I’ve often wondered what was the appeal of pornography. I was pondering this question the other night after a conversation at work on the subject. A couple of questions arose while I was pondering the concept. Why do so many people enjoy coitus in the third person? Why has pornography become more socially acceptable in recent years? Here are the hypotheses that I came up with. I, however, don’t have the ability or means to conduct any sort of experiments on these hypotheses, so I’ll just assume that I’m correct.
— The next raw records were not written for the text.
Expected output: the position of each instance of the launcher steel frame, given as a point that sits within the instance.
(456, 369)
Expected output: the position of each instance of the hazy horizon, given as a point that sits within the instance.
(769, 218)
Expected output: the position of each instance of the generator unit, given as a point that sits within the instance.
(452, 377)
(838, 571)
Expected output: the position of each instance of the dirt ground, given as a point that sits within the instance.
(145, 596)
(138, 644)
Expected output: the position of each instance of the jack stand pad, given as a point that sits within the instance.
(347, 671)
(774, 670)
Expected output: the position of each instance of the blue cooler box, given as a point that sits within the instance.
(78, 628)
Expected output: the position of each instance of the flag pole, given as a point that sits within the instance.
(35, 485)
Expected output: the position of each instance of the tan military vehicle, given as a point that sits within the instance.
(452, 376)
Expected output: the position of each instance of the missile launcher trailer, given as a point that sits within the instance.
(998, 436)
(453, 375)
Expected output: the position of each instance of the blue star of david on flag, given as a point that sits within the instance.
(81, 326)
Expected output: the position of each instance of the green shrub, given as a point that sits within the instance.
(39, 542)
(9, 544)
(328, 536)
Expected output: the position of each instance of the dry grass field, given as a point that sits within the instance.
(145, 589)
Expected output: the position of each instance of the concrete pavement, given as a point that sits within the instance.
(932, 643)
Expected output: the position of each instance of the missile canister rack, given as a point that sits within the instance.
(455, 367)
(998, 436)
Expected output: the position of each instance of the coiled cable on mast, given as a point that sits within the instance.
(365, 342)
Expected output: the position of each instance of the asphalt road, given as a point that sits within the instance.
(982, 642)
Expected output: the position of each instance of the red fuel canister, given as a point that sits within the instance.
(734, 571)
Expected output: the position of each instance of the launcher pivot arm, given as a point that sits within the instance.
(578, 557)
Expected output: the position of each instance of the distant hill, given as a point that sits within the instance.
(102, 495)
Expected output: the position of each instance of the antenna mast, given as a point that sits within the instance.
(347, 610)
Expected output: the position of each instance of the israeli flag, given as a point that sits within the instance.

I was thinking about the first question, when I recalled an article I was reading a few years ago about research into possible causes of autism. During a series of experiments, in the 1980s-90s, involving monkeys wearing brain scanners, the scientists started noticing an interesting phenomenon. The experiments involved studying the activity of the ventral premotor cortex of monkeys while performing certain activities, like picking up and moving objects. What they found is that the same parts of the brain that became active when the monkey performed the action, were also active when it watched the action being performed by the scientist. Further research and study has found that these “mirror neurons,” as they were called, are a part of our everyday lives. They are the tools we use during early childhood development to learn from our parents. They are linked to certain emotions (sympathy, for example). They provide the necessary inputs for reading facial expressions and body language. They do all this by “tricking” you brain into thinking it’s doing something that it isn’t. When the subject watches the action performed, the brain (subconsciously) views the action as being performed instead of watched. The sad feeling that comes from watching someone else cry is a result of the mirror neurons. If emotion can be transferred in this manner, this could also explain why being at a sporting event is more exciting than watching the game at home. So what does this have to do with pornography? If, subconsciously, watching an action is seen as performing the action, then it stands to reason that this phenomenon also applies to sex. When a person is watching pornography; subconsciously, they are performing the act. This then activates the “pleasure center” in the brain (certain parts of the cerebellum, amygdala, and the pituitary gland) which also triggers the “reward circuit” (what makes us want to perform the pleasurable act again) . Here’s the kicker: pornography presents situations that are very unrealistic. So when the desire arises to re-perform the pleasurable act, there’s only one place to go, and that’s back to pornography.
Only in recent years has pornography become socially acceptable. A couple of decades ago, it wasn’t something that was really talked about. In recent years, there are movies made about the industry. It’s out in the open, and all over the place. So, why the change? One of the possibilities is that it has become more readily available. In our increasingly hedonistic society, the internet puts whatever you want at your fingertips. With access to the internet in almost every home, this gives access to pornography in almost every home; and the only limiting factor is your credit card limit. As previously discussed, pornography can possibly create a recurring desire. With virtually unlimited access, and the desire to return, it’s no wonder the porn industry brings in an estimated $10 billion annually. An industry that big is difficult to ignore. Give it some time, and people start figuring out that they aren’t the only ones hiding in the closet. They start to talk about it, and slowly it becomes more socially acceptable. Now, it’s not only socially acceptable, it’s the norm.